Think About the Business
Analyzing data is hard work, and that work has to be done somewhere by someone. As the creator of the data model, you decide where to put the work—either closer to or farther from business users. You can decide what part you automate to promote governance and what part you keep totally flexible.
Note how we stopped talking about User (a database table or a column) and started talking about Opportunity Owner or Account Owner (the name of the relationship between two tables). That is another move toward the business. The name of the relationship is now more important to us than the name of the column.
In the same way, as data types emerge, what is important is the business meaning of the data types. That’s why, instead of columns, we talk about attributes and facts. (UserId, even if its data type is an integer, would still be considered an attribute because its business meaning is not numeric.)
Tip: Want to know more about terminology? We recommend our course Understanding Logical Data Model.
Business Semantics
When building dimensional data models, we always start with the business semantics. What do we want to measure? This question identifies our facts: Amount, Number of Opportunities, etc.
If our first question is “what,” then the next one is “how.” How do we want to measure it? This question identifies our attributes: anything we want to group the facts by (e.g., Amount by Owner Name) and any way we want to filter them.
Attributes and Facts
Working with attributes is typically straightforward. You either include them or exclude them from your model. Working with facts is subtler because what you want to measure is typically a calculation that can include arithmetic operations (Profit = Revenue - Expenses), aggregations (count of opportunities), or filtering (Total Amount of opportunities with Status = Open).

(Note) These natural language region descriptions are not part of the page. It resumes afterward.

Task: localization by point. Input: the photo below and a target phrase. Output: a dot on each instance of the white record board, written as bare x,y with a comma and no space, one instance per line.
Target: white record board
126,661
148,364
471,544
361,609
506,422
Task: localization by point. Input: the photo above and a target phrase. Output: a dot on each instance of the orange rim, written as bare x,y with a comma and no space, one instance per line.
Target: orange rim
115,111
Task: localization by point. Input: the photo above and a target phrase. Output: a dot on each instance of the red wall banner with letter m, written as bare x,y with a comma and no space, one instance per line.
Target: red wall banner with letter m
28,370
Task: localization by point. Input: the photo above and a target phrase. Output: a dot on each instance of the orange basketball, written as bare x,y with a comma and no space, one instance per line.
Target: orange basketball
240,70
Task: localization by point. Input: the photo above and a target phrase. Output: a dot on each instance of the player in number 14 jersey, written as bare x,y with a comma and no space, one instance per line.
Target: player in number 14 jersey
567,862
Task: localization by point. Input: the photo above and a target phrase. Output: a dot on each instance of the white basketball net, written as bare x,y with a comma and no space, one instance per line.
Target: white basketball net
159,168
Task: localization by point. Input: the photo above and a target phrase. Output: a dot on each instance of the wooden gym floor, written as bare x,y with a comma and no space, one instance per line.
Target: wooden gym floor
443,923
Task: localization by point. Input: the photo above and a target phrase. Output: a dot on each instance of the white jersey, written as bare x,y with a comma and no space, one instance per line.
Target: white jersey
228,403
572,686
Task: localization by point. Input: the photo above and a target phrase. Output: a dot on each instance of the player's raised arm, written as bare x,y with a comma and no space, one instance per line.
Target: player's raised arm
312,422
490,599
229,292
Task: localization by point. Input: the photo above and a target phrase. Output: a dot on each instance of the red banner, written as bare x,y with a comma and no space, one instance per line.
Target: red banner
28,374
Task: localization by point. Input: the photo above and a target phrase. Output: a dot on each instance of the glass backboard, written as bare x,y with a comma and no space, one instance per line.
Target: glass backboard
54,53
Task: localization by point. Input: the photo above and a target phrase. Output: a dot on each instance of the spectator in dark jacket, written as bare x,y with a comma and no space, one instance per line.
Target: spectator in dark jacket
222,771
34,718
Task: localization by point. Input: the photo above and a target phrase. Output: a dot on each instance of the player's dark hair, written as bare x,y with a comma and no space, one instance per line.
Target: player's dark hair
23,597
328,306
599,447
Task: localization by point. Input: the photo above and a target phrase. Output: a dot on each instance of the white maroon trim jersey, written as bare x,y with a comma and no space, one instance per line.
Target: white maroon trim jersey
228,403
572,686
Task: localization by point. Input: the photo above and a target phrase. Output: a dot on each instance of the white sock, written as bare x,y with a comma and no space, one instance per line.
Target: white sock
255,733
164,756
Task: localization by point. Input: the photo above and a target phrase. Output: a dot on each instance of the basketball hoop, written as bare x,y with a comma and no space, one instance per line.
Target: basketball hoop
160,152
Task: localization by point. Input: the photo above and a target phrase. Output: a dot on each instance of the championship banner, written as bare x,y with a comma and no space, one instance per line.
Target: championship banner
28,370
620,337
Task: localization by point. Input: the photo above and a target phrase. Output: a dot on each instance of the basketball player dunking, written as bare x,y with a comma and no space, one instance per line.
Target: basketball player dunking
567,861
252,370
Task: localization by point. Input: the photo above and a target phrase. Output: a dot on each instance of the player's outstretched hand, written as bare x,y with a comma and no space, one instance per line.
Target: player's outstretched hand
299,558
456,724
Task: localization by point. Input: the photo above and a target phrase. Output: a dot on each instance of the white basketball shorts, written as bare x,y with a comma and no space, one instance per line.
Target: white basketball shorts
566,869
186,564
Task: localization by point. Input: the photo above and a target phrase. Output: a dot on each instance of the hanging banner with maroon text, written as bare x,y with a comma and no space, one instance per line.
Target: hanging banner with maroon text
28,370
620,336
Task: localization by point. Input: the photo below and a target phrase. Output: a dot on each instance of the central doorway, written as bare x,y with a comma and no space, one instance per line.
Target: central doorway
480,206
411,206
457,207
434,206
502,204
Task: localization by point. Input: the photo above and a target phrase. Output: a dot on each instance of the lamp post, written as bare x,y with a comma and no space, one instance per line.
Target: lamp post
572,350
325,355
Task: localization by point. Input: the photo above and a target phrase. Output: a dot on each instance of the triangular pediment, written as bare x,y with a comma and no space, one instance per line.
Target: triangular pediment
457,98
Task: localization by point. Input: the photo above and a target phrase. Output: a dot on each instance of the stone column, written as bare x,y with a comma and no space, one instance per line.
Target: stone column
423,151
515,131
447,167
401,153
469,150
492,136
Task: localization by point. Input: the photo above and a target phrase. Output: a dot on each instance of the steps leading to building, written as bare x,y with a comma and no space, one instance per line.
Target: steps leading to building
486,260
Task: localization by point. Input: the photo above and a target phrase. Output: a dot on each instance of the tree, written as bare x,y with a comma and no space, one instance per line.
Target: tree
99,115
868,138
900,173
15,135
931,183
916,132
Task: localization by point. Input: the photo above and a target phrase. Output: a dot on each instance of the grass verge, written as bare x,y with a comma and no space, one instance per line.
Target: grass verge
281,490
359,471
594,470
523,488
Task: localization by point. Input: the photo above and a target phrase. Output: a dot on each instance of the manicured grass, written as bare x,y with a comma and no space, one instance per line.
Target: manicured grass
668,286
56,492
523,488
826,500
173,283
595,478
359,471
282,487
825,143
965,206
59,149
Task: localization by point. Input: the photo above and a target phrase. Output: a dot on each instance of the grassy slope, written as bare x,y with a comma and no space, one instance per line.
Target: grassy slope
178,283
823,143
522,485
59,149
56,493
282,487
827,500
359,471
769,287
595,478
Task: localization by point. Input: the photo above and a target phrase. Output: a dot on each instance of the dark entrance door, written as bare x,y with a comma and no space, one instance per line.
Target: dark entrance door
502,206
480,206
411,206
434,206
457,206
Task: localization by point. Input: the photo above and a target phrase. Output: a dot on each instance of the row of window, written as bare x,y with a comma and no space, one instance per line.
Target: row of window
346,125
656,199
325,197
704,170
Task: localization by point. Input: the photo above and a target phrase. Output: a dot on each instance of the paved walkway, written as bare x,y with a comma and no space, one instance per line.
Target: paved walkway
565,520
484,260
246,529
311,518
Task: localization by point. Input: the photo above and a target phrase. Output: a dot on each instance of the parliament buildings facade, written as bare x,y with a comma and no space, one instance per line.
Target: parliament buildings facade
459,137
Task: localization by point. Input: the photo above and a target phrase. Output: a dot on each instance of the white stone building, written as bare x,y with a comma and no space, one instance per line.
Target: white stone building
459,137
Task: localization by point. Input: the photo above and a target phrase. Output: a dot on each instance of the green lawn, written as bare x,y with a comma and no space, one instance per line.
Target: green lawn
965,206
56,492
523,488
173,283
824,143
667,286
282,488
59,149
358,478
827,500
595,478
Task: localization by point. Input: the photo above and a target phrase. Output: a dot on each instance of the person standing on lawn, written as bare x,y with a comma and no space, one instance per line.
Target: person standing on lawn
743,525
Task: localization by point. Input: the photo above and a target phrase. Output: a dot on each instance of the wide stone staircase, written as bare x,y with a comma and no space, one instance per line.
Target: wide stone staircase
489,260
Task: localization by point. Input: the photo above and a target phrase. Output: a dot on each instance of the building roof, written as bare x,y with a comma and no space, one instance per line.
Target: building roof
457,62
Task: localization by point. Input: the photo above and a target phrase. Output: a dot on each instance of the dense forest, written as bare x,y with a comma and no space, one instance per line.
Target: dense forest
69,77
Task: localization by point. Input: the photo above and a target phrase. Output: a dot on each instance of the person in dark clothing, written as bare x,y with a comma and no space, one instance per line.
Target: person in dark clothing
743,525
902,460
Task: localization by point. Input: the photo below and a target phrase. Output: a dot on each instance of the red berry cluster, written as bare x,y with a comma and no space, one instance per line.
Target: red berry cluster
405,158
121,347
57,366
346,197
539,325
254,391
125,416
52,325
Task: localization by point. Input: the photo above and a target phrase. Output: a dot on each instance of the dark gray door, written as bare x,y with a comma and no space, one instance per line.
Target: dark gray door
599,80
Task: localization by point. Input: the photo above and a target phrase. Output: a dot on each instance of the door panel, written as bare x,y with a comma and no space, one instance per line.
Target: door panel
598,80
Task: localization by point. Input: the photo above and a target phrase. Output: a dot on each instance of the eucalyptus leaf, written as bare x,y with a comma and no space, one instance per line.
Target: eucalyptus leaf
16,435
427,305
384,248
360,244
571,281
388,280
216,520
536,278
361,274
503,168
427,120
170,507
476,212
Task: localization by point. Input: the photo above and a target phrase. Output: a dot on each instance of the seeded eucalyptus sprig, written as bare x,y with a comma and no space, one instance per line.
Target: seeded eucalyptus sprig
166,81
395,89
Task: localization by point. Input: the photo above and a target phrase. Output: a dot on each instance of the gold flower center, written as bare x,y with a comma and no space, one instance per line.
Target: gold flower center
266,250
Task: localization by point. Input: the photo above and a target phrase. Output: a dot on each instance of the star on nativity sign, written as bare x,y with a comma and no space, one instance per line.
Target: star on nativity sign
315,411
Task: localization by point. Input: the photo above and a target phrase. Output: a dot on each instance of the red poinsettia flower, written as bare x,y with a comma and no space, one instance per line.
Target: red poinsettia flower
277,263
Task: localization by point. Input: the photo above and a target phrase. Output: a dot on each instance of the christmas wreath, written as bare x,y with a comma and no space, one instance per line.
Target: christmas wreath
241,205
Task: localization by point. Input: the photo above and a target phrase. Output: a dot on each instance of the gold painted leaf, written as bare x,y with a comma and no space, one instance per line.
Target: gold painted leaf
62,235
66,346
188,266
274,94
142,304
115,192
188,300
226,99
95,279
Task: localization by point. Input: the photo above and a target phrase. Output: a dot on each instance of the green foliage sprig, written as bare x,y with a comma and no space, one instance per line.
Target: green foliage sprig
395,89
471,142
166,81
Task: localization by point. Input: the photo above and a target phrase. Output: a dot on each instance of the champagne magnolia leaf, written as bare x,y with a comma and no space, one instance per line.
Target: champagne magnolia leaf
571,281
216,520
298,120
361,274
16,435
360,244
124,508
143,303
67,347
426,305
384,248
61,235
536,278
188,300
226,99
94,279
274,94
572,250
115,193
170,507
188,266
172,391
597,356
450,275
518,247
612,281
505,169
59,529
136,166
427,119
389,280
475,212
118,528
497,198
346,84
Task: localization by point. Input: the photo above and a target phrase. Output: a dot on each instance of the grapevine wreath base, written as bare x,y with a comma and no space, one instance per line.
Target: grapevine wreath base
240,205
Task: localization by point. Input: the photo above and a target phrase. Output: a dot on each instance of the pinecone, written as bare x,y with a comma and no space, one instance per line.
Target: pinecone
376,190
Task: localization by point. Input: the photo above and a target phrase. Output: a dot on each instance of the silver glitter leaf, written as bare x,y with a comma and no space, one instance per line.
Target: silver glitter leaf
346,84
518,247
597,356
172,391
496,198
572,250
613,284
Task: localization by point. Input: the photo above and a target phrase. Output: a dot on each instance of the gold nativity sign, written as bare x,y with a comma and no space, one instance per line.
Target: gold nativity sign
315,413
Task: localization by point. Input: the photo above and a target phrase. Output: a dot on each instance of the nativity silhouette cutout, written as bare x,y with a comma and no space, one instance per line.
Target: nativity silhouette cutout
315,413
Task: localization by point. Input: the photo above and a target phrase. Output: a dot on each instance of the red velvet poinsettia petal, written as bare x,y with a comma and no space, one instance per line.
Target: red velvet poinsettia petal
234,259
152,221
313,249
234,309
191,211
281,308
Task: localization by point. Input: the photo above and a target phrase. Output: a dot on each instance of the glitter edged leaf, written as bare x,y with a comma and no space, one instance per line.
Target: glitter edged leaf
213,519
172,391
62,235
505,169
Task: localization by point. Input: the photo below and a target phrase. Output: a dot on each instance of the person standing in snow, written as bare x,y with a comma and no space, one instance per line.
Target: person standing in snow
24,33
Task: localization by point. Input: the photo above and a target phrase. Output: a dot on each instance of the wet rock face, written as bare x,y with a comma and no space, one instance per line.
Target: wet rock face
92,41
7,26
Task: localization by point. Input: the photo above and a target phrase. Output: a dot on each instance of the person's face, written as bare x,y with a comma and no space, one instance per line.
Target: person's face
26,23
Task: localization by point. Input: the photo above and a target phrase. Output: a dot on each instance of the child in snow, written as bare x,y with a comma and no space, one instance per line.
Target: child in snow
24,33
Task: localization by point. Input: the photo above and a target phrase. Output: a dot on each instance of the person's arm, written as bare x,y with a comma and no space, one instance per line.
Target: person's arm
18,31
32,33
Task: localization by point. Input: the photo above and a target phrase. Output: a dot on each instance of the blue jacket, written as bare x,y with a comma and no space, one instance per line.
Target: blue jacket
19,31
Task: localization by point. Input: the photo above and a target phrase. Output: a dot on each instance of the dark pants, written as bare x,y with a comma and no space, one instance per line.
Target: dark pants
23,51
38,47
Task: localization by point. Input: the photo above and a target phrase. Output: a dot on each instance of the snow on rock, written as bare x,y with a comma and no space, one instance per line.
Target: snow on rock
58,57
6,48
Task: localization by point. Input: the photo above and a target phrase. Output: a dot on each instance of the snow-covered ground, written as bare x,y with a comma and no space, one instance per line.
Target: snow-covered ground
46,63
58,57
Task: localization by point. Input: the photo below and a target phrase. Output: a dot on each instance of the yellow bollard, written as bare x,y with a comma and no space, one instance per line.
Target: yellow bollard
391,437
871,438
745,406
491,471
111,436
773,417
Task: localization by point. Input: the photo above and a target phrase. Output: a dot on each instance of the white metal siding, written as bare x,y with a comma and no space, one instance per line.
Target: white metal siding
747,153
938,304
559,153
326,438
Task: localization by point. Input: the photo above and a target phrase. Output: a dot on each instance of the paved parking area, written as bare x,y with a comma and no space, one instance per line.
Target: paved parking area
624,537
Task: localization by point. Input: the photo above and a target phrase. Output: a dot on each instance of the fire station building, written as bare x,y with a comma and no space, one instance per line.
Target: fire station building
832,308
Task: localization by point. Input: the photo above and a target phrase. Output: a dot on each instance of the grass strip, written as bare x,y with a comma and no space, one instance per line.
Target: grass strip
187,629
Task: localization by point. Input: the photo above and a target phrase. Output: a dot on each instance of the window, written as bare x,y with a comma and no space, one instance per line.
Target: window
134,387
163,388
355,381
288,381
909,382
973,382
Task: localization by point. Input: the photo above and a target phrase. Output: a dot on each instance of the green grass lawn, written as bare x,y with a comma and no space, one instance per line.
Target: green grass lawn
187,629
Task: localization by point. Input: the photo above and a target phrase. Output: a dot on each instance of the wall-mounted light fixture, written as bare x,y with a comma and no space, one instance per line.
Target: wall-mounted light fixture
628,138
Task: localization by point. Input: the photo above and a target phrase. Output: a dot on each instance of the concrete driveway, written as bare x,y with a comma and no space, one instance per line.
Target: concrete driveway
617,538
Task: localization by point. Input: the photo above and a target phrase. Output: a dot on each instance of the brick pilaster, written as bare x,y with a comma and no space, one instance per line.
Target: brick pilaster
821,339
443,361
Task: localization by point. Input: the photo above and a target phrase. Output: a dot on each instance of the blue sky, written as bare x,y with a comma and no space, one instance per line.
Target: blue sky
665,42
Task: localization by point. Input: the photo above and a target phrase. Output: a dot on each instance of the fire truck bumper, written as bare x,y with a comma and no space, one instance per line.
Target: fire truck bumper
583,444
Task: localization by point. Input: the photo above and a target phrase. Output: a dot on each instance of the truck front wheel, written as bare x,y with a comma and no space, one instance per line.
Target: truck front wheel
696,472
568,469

You need to decide whether to have a fact called Profit (and calculate it behind the scenes) or to have facts Revenue and Expenses and calculate the profit when needed. To decide which approach is the right one, you need to first answer the “how” question and identify the attributes.
Business Matrix
The tool to capture the “what” and “how” answers is called a business matrix, which cross-references facts in rows with attributes in columns. A checked box in the matrix means that we want to be able to group (aggregate) the fact by the attribute—and also that it is possible to do so with respect to the source data. It is always important to make sure the business requirements are compatible with the data.
When building more complex models, the business matrix can help you identify the right datasets as the groupings of facts that are sliceable by the same attributes and the groupings of attributes slicing the same facts. While the decision about how to group attributes and facts to datasets is not a trivial one and has both analytical and performance consequences, the business-matrix approach can give you a good first iteration of your data model.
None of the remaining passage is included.